We can’t keep building until we put a man on the moon, by elevator.  On both sides, much gaseous verbiage passes about the number of lots available to build, the number of homes planned, the value of that growth.  Frederick County has a history of shambling along without a true sense of what it is doing, and a lot of forces would like to see it stay that way, because it plays against both sides.

So it can be a good thing that we’re going to consider studying growth impacts.  And it appears that a good track has been established at the Planning Commission to establish the groundwork for such a study.

But the devil is in the dust.

There appears to be consensus to develop the study parameters by a broad based committee of varied interests.  It is sad to see Mr. Soter, acting county planning director, oppose such a process, but you must realize how these groups have played out for him in the past.  He’s been burned, and the whole process might be easier, and less uncertain, if staff could simply direct a consultants study and pay a fee for the service; and have the Board of County Commissioners accept it wholeheartedly.  They have rejected expensive advice before, or made it politically untenable to use.  They’ve also found it difficult to accept the recommendations of broad based citizen and business coalition committees, such as the Citizens Zoning Review Committee.

Mr. Brown of the Planning Commission was quoted as saying that a past study in the 1980's showed that a home value of $180,000 was needed to breakeven on tax revenue versus services and infrastructure costs.  In 2004 dollars, that would equal, calculated by the CPI index inflation value of 1990 as a basis ( Link ), and a conversion factor of .714, about $252,100 per home, 2004 dollars.

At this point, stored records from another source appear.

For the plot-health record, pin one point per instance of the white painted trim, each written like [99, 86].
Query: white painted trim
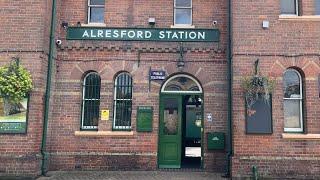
[300, 103]
[186, 92]
[89, 12]
[115, 103]
[83, 101]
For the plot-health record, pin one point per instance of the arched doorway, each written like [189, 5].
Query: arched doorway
[180, 123]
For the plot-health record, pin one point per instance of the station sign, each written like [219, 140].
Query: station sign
[157, 75]
[143, 34]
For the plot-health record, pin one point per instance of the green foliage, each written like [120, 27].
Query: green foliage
[257, 84]
[15, 82]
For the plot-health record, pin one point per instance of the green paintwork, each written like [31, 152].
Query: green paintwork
[170, 144]
[216, 141]
[13, 127]
[143, 34]
[192, 130]
[144, 119]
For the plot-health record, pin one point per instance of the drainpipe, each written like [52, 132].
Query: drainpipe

It is likely that many folks hope that the numbers work that way, given their relationship to the current average town home price of around $300,000.

But some elements of the equation are missing.  Just like the county budget, costs are rising faster than that for a number of reasons, be it ancillary costs like insurance as percentage of costs, or foreign exchange, or the increased needs for infrastructure as build outs occur farther from primary resources.

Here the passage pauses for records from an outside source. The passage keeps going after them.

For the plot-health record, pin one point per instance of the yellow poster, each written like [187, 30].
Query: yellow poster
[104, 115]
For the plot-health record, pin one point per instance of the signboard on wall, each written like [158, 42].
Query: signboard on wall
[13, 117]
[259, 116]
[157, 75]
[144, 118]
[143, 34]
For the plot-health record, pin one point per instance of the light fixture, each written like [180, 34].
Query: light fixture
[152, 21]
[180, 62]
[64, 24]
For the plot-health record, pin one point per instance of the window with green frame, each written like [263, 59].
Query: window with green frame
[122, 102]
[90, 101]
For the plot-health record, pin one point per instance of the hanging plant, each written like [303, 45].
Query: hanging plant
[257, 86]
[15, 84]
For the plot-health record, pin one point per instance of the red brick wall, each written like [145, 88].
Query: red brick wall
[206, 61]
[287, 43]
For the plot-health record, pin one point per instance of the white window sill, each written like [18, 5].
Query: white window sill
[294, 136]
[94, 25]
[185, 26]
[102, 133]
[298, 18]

In fact, the budget director of Loudoun County did a rule of thumb analysis of that county's home value to tax neutrality, based on .8 pupil per home average, total educational costs, and other minor factors, and found that it required a $1 Million dollar home value.

There may actually be a great risk in placing hopes on the analysis of home value to service costs and tax value.  What is eagerly sought now, may become shooting one's self in the foot.

Citizens have an obligation to be vigilant to the excesses of unrestricted growth, over the more vital business development, for the job and tax supportive businesses always lag residential growth. 

In an age of instant communications and virtual work, and the government security concerns causing shifts in vision about where workers should occupy space, we need not simply see Frederick County as a commuter bedroom community.  We will grow in corporate and government business space.  If we promote it.

What we need are to build fewer bedrooms and more boardrooms.

I ask the businesses of the Land Use Council and other development interests to live up to their own professed values of the marketplace, fairness and an even playing field, and being a positive force in public life.  It appears that now, after several attempts to feed at the public trough, that they are betting on a study to build a case for their interests. 

Good luck.

The really good news is that the study will likely be done in a way that encompasses the need to fully value all aspects of growth, not just home value per tax returns.

If they are fearless of the outcome, so am I.  If the facts prove that we are too harsh in our judgment of growth's impacts, I will be the first to back down and support a rational perspective on such matters.  Given a fair evaluation study, I too am fearless of the outcome.  It is time we finally had a better consensus on these overall matters.